Доусон нахмурился, нахлобучил шляпу, сказал секретарше, куда идет, и поднялся на двадцать пятый этаж, где на пороге кабинета 2540 столкнулся с херувимоподобным толстяком-коротышкой в твидовом костюме. Смерив Доусона взглядом светло-голубых глаз сквозь блестящие контактные линзы, херувим сказал:

– Здравствуй, Фред. Что, не узнаешь?

– Рауль? – не поверил Доусон.

– Вот именно, Рауль Хендрикс собственной персоной. Как видишь, за последнюю четверть века я прибавил в весе, зато ты совсем не изменился. Кстати, я хотел сам за тобой зайти. Не успел позавтракать. Может, спустимся на первый этаж и перекусим в кафе?

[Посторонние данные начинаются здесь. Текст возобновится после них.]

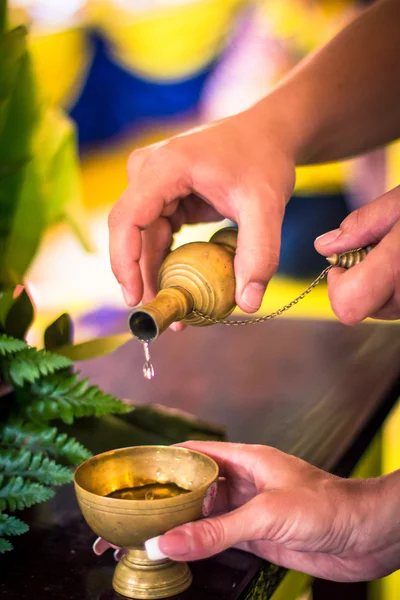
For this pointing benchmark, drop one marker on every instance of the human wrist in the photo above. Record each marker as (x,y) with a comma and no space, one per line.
(373,513)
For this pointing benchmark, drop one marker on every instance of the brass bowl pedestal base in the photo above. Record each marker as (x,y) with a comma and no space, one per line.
(138,577)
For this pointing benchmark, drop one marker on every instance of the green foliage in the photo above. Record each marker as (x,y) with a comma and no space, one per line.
(5,545)
(19,316)
(12,525)
(59,333)
(17,493)
(43,389)
(22,463)
(30,364)
(67,398)
(9,345)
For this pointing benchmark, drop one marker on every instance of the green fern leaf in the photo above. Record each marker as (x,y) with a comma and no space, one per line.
(37,467)
(30,364)
(9,345)
(5,546)
(42,438)
(16,494)
(12,525)
(55,400)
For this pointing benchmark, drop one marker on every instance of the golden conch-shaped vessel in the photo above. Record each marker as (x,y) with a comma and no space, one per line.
(128,523)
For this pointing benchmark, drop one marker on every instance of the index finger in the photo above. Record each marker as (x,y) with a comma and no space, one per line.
(138,208)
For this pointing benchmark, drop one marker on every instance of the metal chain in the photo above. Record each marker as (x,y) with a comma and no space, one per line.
(235,322)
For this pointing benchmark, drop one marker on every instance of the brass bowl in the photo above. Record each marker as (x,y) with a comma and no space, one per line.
(129,523)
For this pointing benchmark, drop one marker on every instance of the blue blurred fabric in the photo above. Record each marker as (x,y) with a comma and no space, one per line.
(114,100)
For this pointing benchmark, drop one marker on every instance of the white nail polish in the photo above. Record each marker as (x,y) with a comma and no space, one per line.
(153,550)
(97,547)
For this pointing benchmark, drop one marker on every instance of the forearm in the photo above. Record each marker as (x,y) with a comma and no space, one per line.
(343,99)
(385,511)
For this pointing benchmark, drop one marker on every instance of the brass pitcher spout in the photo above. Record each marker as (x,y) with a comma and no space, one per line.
(198,275)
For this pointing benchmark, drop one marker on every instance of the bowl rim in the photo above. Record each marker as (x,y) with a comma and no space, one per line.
(190,497)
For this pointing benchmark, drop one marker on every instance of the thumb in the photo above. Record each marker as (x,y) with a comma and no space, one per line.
(204,538)
(257,254)
(365,226)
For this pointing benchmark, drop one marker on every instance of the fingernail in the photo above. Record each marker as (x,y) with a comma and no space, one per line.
(100,546)
(328,237)
(127,296)
(253,294)
(153,549)
(119,553)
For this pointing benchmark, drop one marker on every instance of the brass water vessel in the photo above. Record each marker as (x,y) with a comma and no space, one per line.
(129,523)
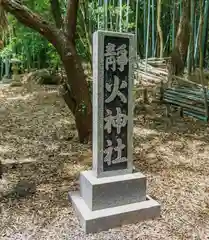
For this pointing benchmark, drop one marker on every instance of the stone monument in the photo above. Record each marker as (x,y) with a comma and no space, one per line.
(112,193)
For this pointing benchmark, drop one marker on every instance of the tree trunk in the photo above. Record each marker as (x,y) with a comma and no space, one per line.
(75,89)
(77,96)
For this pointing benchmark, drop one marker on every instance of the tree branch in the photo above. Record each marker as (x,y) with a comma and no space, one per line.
(56,12)
(71,19)
(31,20)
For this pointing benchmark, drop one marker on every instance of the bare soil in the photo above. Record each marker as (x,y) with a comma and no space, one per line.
(42,159)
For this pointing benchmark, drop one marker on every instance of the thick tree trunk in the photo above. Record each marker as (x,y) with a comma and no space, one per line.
(76,92)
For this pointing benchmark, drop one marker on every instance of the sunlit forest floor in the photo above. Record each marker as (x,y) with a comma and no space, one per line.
(42,159)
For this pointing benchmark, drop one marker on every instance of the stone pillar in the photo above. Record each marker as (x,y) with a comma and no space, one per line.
(112,193)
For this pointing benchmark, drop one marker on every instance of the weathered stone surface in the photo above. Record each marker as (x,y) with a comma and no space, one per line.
(108,218)
(114,191)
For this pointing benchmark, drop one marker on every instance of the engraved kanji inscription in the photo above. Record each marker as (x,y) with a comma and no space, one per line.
(114,90)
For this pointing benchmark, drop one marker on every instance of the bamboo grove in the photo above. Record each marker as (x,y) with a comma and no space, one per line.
(155,23)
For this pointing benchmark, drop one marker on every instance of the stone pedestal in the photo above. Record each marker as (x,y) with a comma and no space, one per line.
(112,194)
(109,202)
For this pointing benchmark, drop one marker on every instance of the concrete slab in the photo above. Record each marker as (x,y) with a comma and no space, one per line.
(99,193)
(108,218)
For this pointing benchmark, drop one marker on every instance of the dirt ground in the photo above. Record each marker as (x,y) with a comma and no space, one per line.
(42,159)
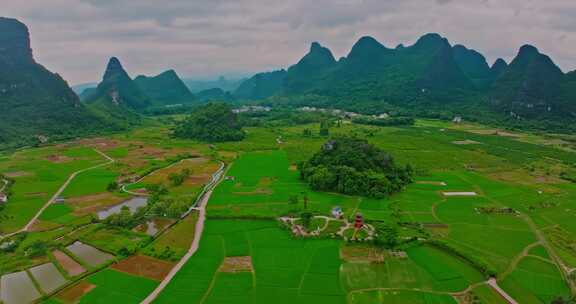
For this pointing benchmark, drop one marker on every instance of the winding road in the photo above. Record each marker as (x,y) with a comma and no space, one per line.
(201,207)
(59,192)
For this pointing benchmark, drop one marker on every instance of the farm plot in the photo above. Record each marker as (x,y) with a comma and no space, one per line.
(299,270)
(37,174)
(144,266)
(535,281)
(400,297)
(424,268)
(109,286)
(16,288)
(174,243)
(261,184)
(90,255)
(72,267)
(48,277)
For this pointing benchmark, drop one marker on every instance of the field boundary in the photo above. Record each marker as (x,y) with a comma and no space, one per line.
(199,205)
(59,192)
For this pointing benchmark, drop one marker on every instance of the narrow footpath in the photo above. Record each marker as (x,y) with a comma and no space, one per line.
(58,193)
(201,208)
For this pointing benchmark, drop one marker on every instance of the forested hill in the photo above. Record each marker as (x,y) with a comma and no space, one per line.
(165,89)
(36,104)
(430,75)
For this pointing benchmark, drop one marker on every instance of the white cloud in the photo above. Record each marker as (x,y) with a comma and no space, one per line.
(211,37)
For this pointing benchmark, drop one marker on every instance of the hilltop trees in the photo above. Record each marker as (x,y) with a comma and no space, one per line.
(353,166)
(214,122)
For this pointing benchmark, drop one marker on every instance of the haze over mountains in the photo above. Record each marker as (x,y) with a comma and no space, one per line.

– Разве Каррутерс не говорил?..

– Обсудим все за едой. – Хендрикс затащил Доусона обратно в лифт. – Столько вопросов накопилось! Ведь мы, считай, друзья детства. Прости, что не выходил на связь. Почти весь этот срок я прожил в Европе.

– Ну а я наших из вида не теряю, – сказал Доусон. – Помнишь Уилларда? Недавно его обвинили в каких-то махинациях с нефтью…

Разговор продолжился за луковым супом и вторым блюдом. Хендрикс по большей части слушал. Иногда посматривал на Доусона, но без особого значения. Они сидели за уединенным столиком, а когда принесли кофе, Хендрикс закурил и выпустил кольцо сигаретного дыма.

– Хочешь диагноз навскидку?

– Было бы неплохо.

– Тебя что-то волнует? Можешь сказать, что именно?

– Конечно, – ответил Доусон. – Что-то вроде галлюцинации. Разве Каррутерс не ввел тебя в курс дела?

– По его словам, тебе мерещится запах дохлых мух.

– И пыльное окно, – усмехнулся Доусон. – Может, это и не окно вовсе. Я его не вижу, а скорее чувствую. Чем-то вроде шестого чувства.

– Как насчет снов? Тебе не снится это окно?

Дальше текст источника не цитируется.